## Building models for batting average

From the notebook 1-MLB-predictions-EDA, I noticed that, of the features:
- features_new = ['avg_swing_speed', 'fast_swing_rate', 'blasts_contact', 'blasts_swing',
       'squared_up_contact', 'squared_up_swing', 'avg_swing_length', 'swords']

'blast_swing', 'blast contact', 'squared up', 'squared up swings', 'swords' correlate most with average. I also noticed that blast_swing and blast_contact correlate, similarly sqaured up swings and contact.

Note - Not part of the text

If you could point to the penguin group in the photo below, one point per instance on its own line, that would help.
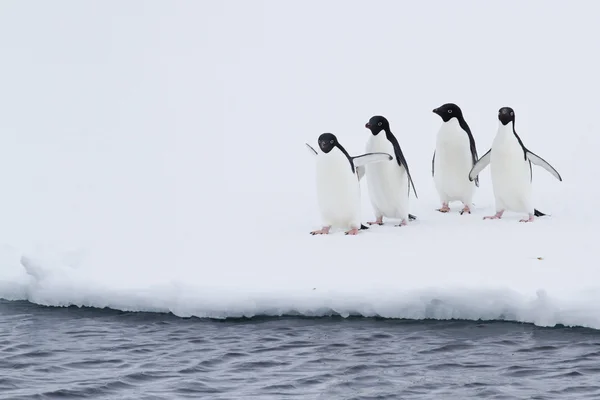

We will still include all of these in the initial model exploration. 

Also, of the following quality of at bat features:
- features_quality = ['exit_velocity_avg', 'launch_angle_avg', 'sweet_spot_percent', 'barrel',
       'barrel_batted_rate', 'solidcontact_percent', 'flareburner_percent',
       'poorlyunder_percent', 'poorlytopped_percent', 'poorlyweak_percent',
       'hard_hit_percent']

'exit velo','sweet spot percentage','barrel','flareburner percentage','hard hit percentage','poorly topped','poorly under','poorly weak' correlate most with average. 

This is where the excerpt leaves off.